Lieutenant Colonel Duncan Maclachlan Carter-Campbell of Possil, was a senior British Army officer during the 1950s.

Military career

Duncan Carter-Campbell was born on 5 December 1911 in Malta, the son of Major General George Carter-Campbell and Frances Elizabeth Ward. He was educated at Malvern College, Worcestershire. He then entered Royal Military College, Sandhurst in 1930, and subsequently was commissioned into the Cameronians (Scottish Rifles) in 1932.
Campbell served with the regiment in India in 1937-38 and was promoted to the rank of captain in January 1940 and major in November 1941.
In July 1943 Campbell was appointed second-in-command of the 12th Battalion and on its disbandment was posted to the 1st Battalion in Italy and fought at the battles of Anzio and Monte Cassino.
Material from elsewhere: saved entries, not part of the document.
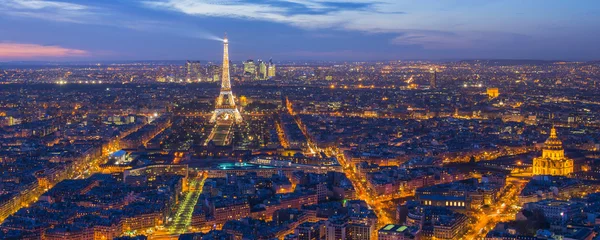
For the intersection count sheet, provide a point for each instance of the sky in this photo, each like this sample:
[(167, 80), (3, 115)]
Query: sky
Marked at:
[(343, 30)]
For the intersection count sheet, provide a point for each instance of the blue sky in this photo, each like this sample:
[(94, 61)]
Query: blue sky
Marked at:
[(299, 29)]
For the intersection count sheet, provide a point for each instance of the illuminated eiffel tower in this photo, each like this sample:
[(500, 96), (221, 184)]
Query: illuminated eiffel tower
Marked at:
[(225, 109)]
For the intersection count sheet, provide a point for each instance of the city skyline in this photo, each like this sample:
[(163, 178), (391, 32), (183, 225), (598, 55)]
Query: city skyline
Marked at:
[(358, 30)]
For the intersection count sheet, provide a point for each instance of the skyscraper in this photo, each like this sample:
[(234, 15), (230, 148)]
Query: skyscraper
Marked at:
[(262, 70), (432, 78), (225, 109), (250, 69), (271, 69)]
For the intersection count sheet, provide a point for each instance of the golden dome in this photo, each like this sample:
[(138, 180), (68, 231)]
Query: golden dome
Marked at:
[(553, 143)]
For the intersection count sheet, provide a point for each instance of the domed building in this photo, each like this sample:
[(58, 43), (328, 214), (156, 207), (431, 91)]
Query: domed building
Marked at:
[(553, 160)]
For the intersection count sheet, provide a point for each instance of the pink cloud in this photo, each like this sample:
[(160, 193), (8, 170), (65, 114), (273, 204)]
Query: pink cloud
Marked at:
[(26, 51)]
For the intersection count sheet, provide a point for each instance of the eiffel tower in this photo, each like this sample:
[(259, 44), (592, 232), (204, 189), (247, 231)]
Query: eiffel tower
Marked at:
[(225, 109)]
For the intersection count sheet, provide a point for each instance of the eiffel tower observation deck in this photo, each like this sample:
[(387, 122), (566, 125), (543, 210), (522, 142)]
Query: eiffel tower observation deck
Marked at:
[(226, 113)]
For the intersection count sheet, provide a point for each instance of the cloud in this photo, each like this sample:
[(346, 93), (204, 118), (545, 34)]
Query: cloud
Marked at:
[(28, 51), (49, 10), (459, 39), (411, 23)]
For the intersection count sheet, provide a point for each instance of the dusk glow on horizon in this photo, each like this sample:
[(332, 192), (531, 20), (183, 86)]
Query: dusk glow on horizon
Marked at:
[(303, 29)]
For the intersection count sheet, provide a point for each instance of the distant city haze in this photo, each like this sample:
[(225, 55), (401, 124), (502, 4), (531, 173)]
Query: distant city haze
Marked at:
[(95, 30)]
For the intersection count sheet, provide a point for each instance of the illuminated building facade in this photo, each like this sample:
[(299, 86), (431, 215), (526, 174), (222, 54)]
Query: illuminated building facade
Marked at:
[(225, 108), (553, 160), (433, 78), (271, 69), (493, 93)]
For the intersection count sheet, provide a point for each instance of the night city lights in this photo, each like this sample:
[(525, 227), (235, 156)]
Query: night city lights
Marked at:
[(300, 120)]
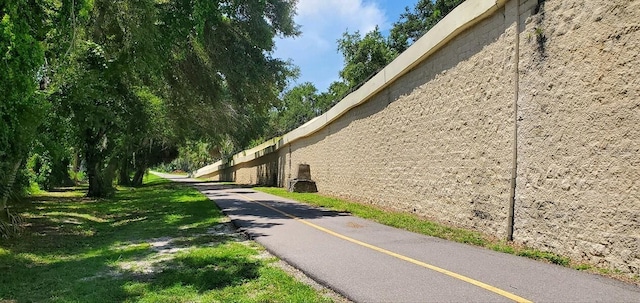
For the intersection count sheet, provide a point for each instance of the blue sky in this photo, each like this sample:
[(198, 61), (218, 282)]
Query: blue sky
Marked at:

On 14 August 1944 he was promoted to command the 1st Battalion where he fought in Nuremberg, Germany in 1945.
As a Staff Officer, Campbell was then posted to the British Middle East Land Forces to support operations in Palestine/Transjordan between 1945 and 1947.
At the end of the Second World War he served with the British Army of the Rhine from 1947 to 1948 under occupied Germany. In 1952 he went on to command the Cameronians 1st Battalion and, for services in Malaysia, was Mentioned in Despatches on 21 October 1952. He also served in Bahrain and Trucial Oman.
In 1958 Campbell became secretary to the General Officer Commanding-in-Chief of Scottish Command and Governor of Edinburgh Castle, Lieutenant-General Sir George Collingwood. He was the Director Royal Edinburgh Military Tattoo before retiring in 1962.
Campbell was married to Margaret Elliot Davidson and had five children. He died in Dumfriesshire, Scotland, in January 1990. He, his wife and two of their children are buried in the churchyard at Kirkpatrick Irongray Church, Kirkcudbrightshire.